This is my favorite recipe for a simple, old-fashioned banana bread. No glaze, no chocolate, no streusel topping. And not overly sweet. I discovered this recipe in college in what's come to be one of my favorite baking books, Nigella Lawson's How To Be A Domestic Goddess. I've changed it up only slightly by omitting the 1/2 cup of bourbon soaked raisins, which aren't necessarily a bad thing, but Sam prefers it without, and I'm a little uptight about feeding them to a toddler. I know a lot of people prefer quick breads like this one warm out of the oven, but I think it's so much better the following day and even a couple days after, once all the flavors have settled. Completely up to you.
Still on baby watch, and everyone's been sick around here except for me.
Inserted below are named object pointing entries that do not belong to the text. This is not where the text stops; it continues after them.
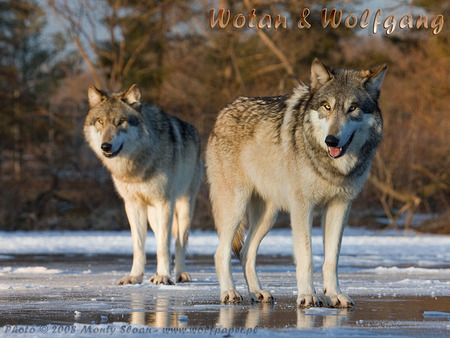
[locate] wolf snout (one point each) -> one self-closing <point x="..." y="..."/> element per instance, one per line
<point x="106" y="147"/>
<point x="331" y="141"/>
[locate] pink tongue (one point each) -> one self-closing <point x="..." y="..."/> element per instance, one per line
<point x="334" y="152"/>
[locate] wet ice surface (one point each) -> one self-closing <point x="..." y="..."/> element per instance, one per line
<point x="67" y="281"/>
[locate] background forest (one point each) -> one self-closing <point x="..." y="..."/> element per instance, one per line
<point x="51" y="51"/>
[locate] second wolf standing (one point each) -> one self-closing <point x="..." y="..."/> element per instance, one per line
<point x="311" y="150"/>
<point x="154" y="160"/>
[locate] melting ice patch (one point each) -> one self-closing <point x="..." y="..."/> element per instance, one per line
<point x="30" y="270"/>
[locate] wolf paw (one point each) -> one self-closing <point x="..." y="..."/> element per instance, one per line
<point x="231" y="297"/>
<point x="261" y="297"/>
<point x="157" y="279"/>
<point x="183" y="278"/>
<point x="307" y="301"/>
<point x="131" y="280"/>
<point x="339" y="301"/>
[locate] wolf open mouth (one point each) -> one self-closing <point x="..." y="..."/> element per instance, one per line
<point x="335" y="152"/>
<point x="114" y="154"/>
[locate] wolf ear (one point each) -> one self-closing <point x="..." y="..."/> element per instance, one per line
<point x="374" y="79"/>
<point x="95" y="96"/>
<point x="320" y="74"/>
<point x="133" y="96"/>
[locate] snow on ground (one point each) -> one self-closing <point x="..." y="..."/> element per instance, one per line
<point x="401" y="286"/>
<point x="359" y="246"/>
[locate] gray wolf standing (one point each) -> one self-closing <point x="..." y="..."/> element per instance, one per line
<point x="154" y="160"/>
<point x="306" y="151"/>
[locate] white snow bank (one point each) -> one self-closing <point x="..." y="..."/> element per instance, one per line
<point x="436" y="314"/>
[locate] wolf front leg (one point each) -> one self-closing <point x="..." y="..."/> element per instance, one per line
<point x="137" y="217"/>
<point x="333" y="227"/>
<point x="164" y="217"/>
<point x="301" y="223"/>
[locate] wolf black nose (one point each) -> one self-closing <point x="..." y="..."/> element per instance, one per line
<point x="106" y="146"/>
<point x="331" y="141"/>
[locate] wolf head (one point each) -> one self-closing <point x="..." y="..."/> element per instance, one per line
<point x="111" y="120"/>
<point x="344" y="106"/>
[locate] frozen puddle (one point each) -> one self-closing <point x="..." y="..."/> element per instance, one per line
<point x="400" y="286"/>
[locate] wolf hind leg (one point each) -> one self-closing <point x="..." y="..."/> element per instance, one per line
<point x="229" y="207"/>
<point x="261" y="218"/>
<point x="137" y="218"/>
<point x="333" y="223"/>
<point x="163" y="216"/>
<point x="181" y="222"/>
<point x="301" y="223"/>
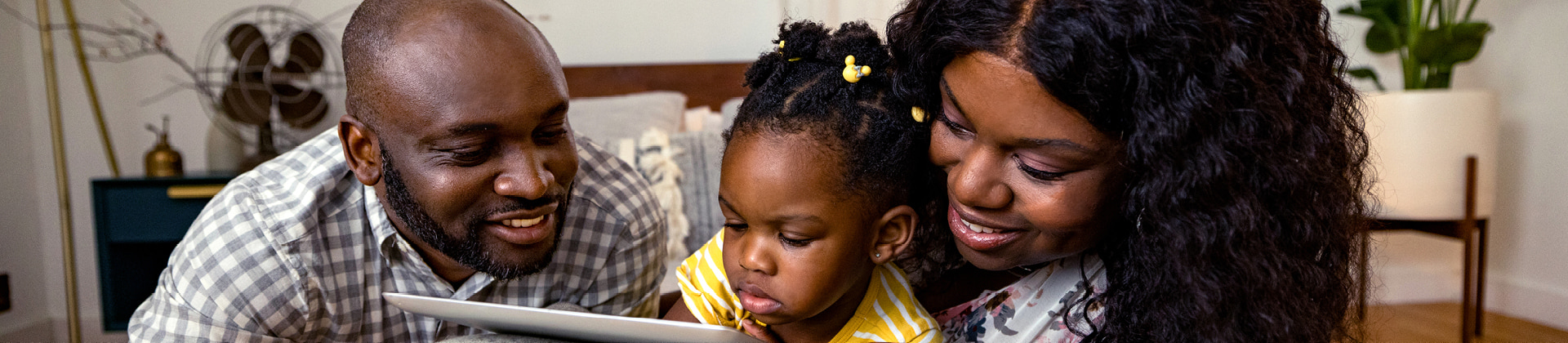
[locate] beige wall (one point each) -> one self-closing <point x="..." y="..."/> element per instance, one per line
<point x="20" y="207"/>
<point x="1523" y="65"/>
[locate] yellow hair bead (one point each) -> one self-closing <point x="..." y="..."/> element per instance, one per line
<point x="852" y="73"/>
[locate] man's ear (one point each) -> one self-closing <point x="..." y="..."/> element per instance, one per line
<point x="894" y="232"/>
<point x="361" y="149"/>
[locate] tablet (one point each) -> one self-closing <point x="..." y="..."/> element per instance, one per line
<point x="562" y="324"/>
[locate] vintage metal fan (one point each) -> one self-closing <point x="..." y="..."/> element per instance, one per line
<point x="270" y="78"/>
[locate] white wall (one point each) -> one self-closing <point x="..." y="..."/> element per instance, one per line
<point x="1523" y="65"/>
<point x="20" y="225"/>
<point x="584" y="33"/>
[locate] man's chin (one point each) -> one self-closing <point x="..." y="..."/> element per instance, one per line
<point x="506" y="261"/>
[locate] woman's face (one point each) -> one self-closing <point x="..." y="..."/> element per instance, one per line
<point x="1026" y="174"/>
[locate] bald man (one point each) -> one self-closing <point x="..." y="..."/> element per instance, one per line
<point x="453" y="174"/>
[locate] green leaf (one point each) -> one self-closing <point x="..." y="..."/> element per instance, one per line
<point x="1368" y="74"/>
<point x="1467" y="41"/>
<point x="1382" y="38"/>
<point x="1450" y="44"/>
<point x="1429" y="44"/>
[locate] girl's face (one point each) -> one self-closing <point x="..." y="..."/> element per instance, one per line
<point x="1026" y="174"/>
<point x="795" y="251"/>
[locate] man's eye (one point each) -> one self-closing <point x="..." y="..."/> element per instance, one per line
<point x="468" y="155"/>
<point x="550" y="133"/>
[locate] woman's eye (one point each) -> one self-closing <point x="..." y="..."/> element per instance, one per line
<point x="791" y="242"/>
<point x="1039" y="174"/>
<point x="954" y="126"/>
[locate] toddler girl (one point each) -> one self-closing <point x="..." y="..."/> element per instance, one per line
<point x="819" y="176"/>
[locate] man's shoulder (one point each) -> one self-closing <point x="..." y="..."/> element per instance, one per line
<point x="610" y="184"/>
<point x="291" y="194"/>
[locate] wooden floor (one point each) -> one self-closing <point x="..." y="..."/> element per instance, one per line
<point x="1441" y="323"/>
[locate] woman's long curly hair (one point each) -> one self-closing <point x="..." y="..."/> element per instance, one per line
<point x="1242" y="212"/>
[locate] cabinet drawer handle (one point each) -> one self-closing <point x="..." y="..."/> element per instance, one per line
<point x="194" y="191"/>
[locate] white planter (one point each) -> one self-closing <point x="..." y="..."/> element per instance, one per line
<point x="1419" y="141"/>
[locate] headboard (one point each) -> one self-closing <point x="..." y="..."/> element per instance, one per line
<point x="707" y="85"/>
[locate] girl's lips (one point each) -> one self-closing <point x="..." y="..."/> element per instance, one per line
<point x="979" y="237"/>
<point x="758" y="301"/>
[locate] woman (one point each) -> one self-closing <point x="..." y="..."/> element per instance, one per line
<point x="1138" y="170"/>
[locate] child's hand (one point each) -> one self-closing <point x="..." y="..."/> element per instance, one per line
<point x="758" y="331"/>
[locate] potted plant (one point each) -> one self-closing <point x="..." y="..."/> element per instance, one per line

Stay tuned!
Nigella Lawson's Banana Bread
1 cup plus 2 Tablespoons all-purpose flour
2 teaspoons baking powder
1/2 teaspoon baking soda
1/2 teaspoon salt
1/2 cup (1 stick) unsalted butter, melted
1/2 cup sugar
2 large eggs
4 small or 3 large, very ripe bananas, mashed
1/4 cup chopped walnuts, toasted
1 teaspoon vanilla extract
1. Preheat the oven to 325. Coat a 9x5 loaf pan with cooking spray. Measure the flour, baking powder, baking soda and salt into a medium-sized bowl and combine well.
2. In a large bowl, mix together the melted butter and sugar until well blended. Beat in the eggs, one at a time, and then the mashed bananas. Next stir in the walnuts and vanilla. Gently fold in the flour mixture, one third at a time, stirring just enough to incorporate the flour, but not too much or your bread will be rubbery.
3. Scrape the batter into the prepared loaf pan, and bake on the middle rack of your oven for 60-75 minutes (mine was done at 60 minutes). You'll know when it's done when you insert a sharp knife or toothpick in the center and it comes out with hardly any crumbs clinging to it.
4. Let cool on a cooling rack at least 15 minutes before attempting to slice. Leave in the pan and store covered, at room temp.